# Laundry



## MissMay1977 (Oct 25, 2008)

In my new apartment we have shared laundry facilities. I was able to do laundry today.


----------



## pollster (Oct 4, 2009)

Good for you!

Fortunately I've never had to worry about that. My block has a washer and dryer on each floor. Except one time, I was a little late getting to my wash after it finished, and I walked in to find someone had taken my stuff out and put it on the dryer, and was in the midst of putting their stuff in the washer. I hate that.


----------



## layitontheline (Aug 19, 2009)

Good job  

Laundry blows.
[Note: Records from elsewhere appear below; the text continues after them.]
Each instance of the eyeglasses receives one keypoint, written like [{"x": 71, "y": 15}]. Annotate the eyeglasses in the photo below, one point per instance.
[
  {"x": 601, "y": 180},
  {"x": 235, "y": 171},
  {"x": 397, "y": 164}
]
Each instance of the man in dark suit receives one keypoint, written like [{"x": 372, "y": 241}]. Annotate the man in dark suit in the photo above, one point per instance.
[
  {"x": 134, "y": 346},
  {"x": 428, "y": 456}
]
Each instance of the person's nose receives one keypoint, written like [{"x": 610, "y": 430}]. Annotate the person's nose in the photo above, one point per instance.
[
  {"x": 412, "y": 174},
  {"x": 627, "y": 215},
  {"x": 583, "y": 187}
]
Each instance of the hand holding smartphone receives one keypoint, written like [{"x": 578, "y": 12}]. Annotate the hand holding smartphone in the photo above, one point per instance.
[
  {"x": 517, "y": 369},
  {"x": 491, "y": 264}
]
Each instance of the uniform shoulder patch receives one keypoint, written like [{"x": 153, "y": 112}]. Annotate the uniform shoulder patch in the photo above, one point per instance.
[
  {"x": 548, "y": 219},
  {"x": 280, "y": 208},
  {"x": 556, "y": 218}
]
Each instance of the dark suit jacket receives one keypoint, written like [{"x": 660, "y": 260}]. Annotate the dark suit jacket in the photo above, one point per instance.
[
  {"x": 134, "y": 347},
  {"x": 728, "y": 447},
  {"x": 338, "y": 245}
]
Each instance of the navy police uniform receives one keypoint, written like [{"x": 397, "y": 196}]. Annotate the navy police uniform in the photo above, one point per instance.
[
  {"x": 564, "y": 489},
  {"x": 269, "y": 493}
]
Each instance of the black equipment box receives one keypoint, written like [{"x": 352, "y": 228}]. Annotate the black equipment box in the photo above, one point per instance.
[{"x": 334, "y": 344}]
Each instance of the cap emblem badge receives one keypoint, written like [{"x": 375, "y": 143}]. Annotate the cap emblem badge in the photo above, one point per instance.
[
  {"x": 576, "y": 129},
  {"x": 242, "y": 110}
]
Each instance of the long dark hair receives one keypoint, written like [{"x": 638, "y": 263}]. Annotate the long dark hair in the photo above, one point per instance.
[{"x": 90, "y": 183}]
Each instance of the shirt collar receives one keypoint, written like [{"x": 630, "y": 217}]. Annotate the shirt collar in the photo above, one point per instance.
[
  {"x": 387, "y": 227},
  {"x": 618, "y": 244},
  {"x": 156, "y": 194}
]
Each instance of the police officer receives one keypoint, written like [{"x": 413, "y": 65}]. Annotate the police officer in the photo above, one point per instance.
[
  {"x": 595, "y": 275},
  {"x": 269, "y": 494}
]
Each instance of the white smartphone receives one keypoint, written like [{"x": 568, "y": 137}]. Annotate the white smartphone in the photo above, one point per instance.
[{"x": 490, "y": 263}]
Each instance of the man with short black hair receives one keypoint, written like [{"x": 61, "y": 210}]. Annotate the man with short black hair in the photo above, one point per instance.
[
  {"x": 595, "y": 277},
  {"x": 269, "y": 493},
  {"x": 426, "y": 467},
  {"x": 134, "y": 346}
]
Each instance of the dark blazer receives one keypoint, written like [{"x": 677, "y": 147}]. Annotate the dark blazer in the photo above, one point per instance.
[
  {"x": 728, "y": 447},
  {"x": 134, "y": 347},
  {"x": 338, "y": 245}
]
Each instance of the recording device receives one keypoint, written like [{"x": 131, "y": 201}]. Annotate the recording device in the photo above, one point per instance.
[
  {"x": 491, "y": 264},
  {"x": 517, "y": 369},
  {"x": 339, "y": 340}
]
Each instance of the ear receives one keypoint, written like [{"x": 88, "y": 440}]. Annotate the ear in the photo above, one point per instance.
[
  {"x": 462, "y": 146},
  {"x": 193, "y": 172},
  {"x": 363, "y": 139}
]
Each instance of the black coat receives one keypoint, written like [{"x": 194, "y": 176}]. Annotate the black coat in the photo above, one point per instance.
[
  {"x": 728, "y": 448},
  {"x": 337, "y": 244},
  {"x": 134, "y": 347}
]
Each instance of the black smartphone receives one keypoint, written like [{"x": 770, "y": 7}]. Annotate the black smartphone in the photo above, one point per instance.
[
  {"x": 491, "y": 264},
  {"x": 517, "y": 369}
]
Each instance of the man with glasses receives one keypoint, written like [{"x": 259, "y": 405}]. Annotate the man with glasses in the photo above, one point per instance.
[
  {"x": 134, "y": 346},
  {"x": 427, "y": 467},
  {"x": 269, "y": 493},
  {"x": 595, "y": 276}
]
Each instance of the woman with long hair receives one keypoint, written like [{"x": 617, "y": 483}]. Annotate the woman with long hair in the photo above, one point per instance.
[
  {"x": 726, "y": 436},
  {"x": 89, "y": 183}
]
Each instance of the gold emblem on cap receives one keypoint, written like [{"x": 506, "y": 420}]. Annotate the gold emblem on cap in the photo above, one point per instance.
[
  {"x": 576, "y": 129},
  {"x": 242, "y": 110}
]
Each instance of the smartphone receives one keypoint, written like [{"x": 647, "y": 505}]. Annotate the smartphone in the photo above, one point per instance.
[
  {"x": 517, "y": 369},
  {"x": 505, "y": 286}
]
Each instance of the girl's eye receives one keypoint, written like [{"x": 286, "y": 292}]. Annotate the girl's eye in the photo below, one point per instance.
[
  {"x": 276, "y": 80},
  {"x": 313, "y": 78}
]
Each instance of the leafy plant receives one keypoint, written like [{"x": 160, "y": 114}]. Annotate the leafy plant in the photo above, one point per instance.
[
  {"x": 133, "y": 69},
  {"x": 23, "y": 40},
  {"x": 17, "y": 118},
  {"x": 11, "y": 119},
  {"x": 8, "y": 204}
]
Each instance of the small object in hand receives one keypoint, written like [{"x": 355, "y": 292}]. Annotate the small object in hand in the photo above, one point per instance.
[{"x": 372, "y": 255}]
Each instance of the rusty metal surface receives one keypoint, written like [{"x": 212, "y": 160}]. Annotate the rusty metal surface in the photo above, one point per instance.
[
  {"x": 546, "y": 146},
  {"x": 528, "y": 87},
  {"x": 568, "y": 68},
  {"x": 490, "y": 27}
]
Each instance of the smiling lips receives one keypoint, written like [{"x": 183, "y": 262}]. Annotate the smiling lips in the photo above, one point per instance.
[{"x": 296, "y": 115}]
I live at home and can't even get around to doing it.


----------



## pita (Jan 17, 2004)

Excellent! 

I worked up the nerve to do laundry in my building's laundromat yesterday, too. My clothes pile was getting kind of large and in charge.


----------



## DuncanThaw (Jun 19, 2009)

Well-done, MissMay! :boogie

That is still something that makes me very anxious, though I've lived with shared laundry facilities at one place or another for almost ten years. I used to do it at very odd hours (four or five a.m. on Sundays, usually) to avoid people, but have started doing it on weekday evenings, which feels like a minor triumph in itself.


----------



## lyssado707 (Oct 29, 2004)

Yay!!:boogie


----------



## Amber78 (Jun 25, 2010)

MissMay1977 said:


> In my new apartment we have shared laundry facilities. I was able to do laundry today.


Gah....I despise situations like that. Its so uncomfortable if someone else comes in there. I had to do that for a while so I know how that is.


----------